A concept is an annotation that can be assigned to an article, story or event. Concepts can represent entities (people, locations, organizations) or non-entities/keywords (things such as table, personal computer, toy, robot, ...). All concepts have a unique ID called URI. In Event Registry, we use Wikipedia's URLs as concept URIs. The concept URI for Barack Obama is for example https://en.wikipedia.org/wiki/Barack_Obama. Each concept can have various properties, such as labels in different languages, synonyms, image and description. Concepts are very important since they allow you to search for things based on the thing itself and not using a keyword. For example, if you want to find all articles that mention White House, you can't use the keyword "White House" to find articles in Spanish, since there it is written as "Casa Blanca". If you use the concept URI for White House (https://en.wikipedia.org/wiki/White_House) you can, however, retrieve mentions of White House in all languages.

As mentioned, concepts are assigned to articles, stories, and events. A concept is associated with the article if it is mentioned in it. There is also a score assigned to the mentioned concept which is in the range between 1 (the concept is not very relevant for the article) and 5 (the concept is very relevant for the article). Similarly, a concept can be associated with a story or event. Stories and events are assigned concepts that are common in the containing articles. The score assigned to the concepts, in this case, represents the importance of the concept for the story/event and can be in the range 0 - 100.

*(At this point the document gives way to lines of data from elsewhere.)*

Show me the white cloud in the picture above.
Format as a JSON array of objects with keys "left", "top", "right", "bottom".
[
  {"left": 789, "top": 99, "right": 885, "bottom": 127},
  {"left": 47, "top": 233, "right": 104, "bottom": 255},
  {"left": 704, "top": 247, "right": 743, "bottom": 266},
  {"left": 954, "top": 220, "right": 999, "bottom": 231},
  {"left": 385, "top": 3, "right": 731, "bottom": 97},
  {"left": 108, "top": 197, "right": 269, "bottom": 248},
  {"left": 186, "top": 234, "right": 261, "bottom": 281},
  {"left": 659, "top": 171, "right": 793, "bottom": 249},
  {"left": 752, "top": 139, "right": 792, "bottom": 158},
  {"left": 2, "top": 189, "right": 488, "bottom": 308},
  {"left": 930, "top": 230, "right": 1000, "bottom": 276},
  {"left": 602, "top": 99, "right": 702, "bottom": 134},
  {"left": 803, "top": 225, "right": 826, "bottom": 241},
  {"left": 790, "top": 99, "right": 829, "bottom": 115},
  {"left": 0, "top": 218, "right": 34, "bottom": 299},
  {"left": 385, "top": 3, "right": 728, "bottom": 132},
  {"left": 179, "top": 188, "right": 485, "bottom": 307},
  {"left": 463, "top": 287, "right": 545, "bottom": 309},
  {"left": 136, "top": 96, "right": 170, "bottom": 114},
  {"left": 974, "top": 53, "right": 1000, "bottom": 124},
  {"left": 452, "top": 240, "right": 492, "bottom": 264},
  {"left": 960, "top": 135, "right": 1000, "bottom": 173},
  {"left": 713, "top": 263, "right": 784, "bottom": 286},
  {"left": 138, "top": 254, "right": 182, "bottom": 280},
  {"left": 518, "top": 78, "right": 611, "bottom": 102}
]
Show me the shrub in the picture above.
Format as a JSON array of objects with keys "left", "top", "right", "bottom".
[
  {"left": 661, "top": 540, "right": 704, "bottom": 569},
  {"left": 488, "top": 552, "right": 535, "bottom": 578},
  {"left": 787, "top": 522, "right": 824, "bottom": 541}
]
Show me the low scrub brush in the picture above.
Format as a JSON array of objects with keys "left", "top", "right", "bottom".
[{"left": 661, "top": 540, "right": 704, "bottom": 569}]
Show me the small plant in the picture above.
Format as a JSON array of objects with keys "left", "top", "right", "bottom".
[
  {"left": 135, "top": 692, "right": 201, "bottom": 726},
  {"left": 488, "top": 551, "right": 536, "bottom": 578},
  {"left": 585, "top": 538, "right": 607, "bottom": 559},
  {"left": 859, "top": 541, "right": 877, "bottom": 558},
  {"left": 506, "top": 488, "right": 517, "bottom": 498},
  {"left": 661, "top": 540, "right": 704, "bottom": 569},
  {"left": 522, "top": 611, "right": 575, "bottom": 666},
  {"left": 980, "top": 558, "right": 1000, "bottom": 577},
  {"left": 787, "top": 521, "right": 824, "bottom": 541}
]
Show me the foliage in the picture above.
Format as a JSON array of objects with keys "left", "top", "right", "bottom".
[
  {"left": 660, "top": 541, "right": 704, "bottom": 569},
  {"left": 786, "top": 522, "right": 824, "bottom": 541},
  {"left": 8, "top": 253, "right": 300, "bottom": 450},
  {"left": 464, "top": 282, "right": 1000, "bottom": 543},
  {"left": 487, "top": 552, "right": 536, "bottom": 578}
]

Available information that can be provided about a concept is described in the Concept data model page.

In order to get concept's URI for a given label, you can use the utility method EventRegistry.getConceptUri(). In case the method returns None you have to perform the search using the label as a keyword.

Category

Event Registry uses a taxonomy of categories from DMOZ. The DMOZ taxonomy has over 1 million categories organized into several levels. In Event Registry, we use only the top 3 levels of taxonomy which amounts to about 50.000 categories. Each category has a unique identifier (URI) that can be used when querying. Available information that can be provided about a category is described in the Category data model page.

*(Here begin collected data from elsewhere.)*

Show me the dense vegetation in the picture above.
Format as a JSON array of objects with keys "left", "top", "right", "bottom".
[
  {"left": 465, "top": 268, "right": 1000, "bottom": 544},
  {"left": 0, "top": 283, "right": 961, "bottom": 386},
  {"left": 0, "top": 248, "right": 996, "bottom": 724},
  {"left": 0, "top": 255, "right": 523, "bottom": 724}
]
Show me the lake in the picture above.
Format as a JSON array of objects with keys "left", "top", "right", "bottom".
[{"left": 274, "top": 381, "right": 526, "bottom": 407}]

Categories are assigned to articles, stories and events using machine learning models that are trained for each category separately. Categories don't represent a particular mention in the articles/stories/events, but instead represent what topic the content is about. Categories are currently assigned only to content in the English language.

Story

Articles in Event Registry are grouped into clusters based on their similarity. A story is therefore a cluster of articles that should be about the same event. Each story only contains articles in a single language. There are various properties that are extracted for each story: language, event URI (event to which the story is assigned to), title, summary, date, concepts, categories and others.

Event

An event is a collection of one or more stories that all report about the same world event. Stories in the event can be in different languages, but it is not a requirement - two or more stories in the same language can also be assigned to an event. Each event can provide various properties, such as title and summary (in all available languages), date, location, list of stories, article count, a list of concepts, a list of categories, a list of frequently mentioned dates and others. Available information that can be provided about an event is described in the Event data model page.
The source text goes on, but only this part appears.